Une réforme de l’assurance-chômage scandaleuse et catastrophique pour les journalistes les plus précaires
Dans un contexte où le nombre de journalistes précaires ne cesse d’augmenter, la réforme des règles de l’assurance-chômage entrée pour partie en vigueur le 1er novembre est très inquiétante pour l’ensemble de notre profession. Cette réforme, dont l’objectif comptable est de diminuer le nombre de demandeurs d’emploi indemnisés mais aussi le montant des indemnisations, risque de se traduire par une paupérisation accrue des journalistes les plus précaires, ceux rémunérés à la pige et/ou ceux qui enchaînent les CDD.
Depuis le 1er novembre, il faut désormais avoir travaillé 6 mois sur les 24 derniers mois (au lieu de 4 sur 28) pour pouvoir prétendre à une indemnisation de Pôle Emploi. Les journalistes qui n’ont d’autres choix que d’alterner CDD, parfois d’un seul jour, et des piges, avec des périodes sans emploi, auront encore plus de difficultés aujourd’hui qu’hier à obtenir une maigre indemnisation par Pôle Emploi.
Le principe du « rechargement des droits » est, en outre, considérablement durci. Dorénavant, il est nécessaire d’avoir travaillé là encore au moins 6 mois ou 910 heures pour « recharger » ses droits (contre 1 mois avant la réforme), c’est-à-dire ouvrir de nouveaux droits lorsque ceux acquis lors d’une précédente rupture de contrat de travail sont épuisés. Le principe du report des droits serait maintenu (toute période travaillée reporte d’autant la durée d’indemnisation). Mais les journalistes précaires qui vivaient tant bien que mal en « rechargeant leurs droits » de mois en mois vont se retrouver dans une situation financière intenable.
Le deuxième volet de cette réforme scandaleuse, présentée comme nécessaire au regard d’une prétendue dette de l’assurance-chômage construite par un gouvernement qui ne cesse de se désengager du service public de l’emploi, alors que des millions d’euros ont été gracieusement octroyés aux employeurs, sera mise en œuvre au 1er avril 2020. Cette lame de destruction du principe de l’assurance-chômage, dont nous n’avons pas encore toutes les modalités, est encore plus inquiétante.
Le montant des indemnités sera alors calculé non plus à partir des salaires touchés sur les seuls jours ou mois travaillés dans les 12 mois précédent la perte d’un emploi mais sur le revenu mensuel moyen des 24 derniers mois (36 pour les plus de 53 ans) incluant les périodes d’inactivité. Ce nouveau mode de calcul pénalise directement les salariés dont l’activité est discontinue comme les journalistes pigistes et les journalistes en CDD. C’est inacceptable ! De nombreux journalistes sont dans l’obligation d’alterner périodes travaillées et périodes non-travaillées en réponse aux besoins des employeurs.
Les journalistes précaires ne sont pas les seuls concernés par cette réforme.

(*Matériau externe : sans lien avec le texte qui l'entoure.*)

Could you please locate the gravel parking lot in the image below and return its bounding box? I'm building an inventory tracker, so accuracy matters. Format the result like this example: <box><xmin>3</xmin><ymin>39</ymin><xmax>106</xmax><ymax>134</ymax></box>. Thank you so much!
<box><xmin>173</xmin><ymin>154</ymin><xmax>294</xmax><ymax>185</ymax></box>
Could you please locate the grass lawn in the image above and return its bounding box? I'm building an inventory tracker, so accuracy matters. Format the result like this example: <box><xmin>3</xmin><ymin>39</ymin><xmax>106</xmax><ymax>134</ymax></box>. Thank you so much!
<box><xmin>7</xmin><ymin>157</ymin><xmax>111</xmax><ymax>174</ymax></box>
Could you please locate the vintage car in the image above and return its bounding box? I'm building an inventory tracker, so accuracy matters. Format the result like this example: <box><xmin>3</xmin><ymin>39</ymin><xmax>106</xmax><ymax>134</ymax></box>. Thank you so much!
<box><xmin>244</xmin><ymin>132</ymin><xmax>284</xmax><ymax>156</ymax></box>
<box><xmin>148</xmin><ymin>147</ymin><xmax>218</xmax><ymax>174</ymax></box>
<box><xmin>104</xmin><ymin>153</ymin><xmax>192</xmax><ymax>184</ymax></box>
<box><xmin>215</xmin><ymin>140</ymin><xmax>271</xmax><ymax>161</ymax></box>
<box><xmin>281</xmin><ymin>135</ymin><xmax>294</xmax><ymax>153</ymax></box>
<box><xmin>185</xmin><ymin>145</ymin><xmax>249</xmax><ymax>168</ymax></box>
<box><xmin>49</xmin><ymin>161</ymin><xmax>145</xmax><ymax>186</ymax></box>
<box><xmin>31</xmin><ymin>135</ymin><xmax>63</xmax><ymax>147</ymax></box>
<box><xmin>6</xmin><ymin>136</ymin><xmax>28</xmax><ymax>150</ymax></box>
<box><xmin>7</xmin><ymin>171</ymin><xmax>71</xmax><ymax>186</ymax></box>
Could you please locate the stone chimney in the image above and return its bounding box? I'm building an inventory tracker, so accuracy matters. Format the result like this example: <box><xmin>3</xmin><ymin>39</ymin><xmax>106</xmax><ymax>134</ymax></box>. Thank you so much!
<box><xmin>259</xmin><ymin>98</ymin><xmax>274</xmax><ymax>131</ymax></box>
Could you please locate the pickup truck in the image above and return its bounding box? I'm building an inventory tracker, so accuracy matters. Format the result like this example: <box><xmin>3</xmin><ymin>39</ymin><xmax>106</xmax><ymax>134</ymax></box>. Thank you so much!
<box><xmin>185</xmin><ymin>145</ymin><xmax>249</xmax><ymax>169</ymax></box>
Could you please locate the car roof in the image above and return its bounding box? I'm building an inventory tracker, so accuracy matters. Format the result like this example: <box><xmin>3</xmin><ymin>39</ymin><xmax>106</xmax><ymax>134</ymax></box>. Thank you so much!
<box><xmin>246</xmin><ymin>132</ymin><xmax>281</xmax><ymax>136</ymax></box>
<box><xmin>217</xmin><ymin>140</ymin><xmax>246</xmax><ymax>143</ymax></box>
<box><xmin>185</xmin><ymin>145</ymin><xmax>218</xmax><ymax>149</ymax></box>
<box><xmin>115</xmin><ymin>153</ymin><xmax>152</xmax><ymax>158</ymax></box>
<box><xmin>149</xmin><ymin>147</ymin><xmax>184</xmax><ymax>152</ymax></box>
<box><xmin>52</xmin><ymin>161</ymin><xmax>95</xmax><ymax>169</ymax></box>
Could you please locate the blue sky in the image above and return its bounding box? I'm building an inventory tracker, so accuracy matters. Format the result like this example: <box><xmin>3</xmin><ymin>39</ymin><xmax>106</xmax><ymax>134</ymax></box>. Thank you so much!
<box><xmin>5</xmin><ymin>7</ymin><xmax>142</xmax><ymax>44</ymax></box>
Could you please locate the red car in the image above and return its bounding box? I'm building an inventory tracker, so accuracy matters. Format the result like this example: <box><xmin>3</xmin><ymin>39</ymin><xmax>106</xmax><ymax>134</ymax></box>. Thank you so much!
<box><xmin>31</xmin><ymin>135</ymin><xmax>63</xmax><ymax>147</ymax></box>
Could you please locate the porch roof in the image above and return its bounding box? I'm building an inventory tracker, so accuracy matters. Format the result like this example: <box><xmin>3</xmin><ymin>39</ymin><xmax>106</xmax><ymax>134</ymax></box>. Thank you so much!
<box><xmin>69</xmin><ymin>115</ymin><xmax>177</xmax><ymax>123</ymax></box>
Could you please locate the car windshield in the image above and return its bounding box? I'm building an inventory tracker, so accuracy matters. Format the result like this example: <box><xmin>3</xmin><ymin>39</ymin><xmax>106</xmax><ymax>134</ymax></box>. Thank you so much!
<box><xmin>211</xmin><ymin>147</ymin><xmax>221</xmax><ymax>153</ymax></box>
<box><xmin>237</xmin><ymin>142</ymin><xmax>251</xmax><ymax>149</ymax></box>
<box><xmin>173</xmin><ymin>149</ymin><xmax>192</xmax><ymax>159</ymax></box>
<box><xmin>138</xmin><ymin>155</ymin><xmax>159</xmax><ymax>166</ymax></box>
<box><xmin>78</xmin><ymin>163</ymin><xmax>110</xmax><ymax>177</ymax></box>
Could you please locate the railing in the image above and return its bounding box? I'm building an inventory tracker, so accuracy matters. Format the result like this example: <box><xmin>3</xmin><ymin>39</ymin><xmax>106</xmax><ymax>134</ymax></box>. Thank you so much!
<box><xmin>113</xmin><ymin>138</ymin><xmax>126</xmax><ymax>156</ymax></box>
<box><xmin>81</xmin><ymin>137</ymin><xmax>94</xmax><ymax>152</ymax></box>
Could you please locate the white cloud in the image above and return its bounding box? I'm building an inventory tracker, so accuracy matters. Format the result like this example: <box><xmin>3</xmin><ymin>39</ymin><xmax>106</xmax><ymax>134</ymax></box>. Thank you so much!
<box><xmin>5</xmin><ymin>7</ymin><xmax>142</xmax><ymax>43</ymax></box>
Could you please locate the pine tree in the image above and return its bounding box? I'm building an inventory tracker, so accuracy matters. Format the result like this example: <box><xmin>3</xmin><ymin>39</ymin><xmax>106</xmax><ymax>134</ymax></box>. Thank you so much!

Le gouvernement a en effet introduit le principe d’une dégressivité des allocations, à compter du 7e mois, pour les salaires mensuels supérieurs à 4 500 € bruts. Cette dégressivité des allocations est un premier pas vers une dégressivité des allocations pour tout un chacun.
L’Union syndicale Solidaires, dont le SNJ est membre fondateur, a déposé un recours devant le Conseil d’Etat avec d’autres fédérations syndicales pour contester cette réforme. Le Syndicat national des journalistes, première organisation de la profession, attend beaucoup de ce recours. Quoiqu’il en soit, le SNJ sera vigilant pour que les confrères et consœurs précaires et demandeurs d’emploi ne basculent pas dans la pauvreté au nom d’une prétendue dette de l’Unedic.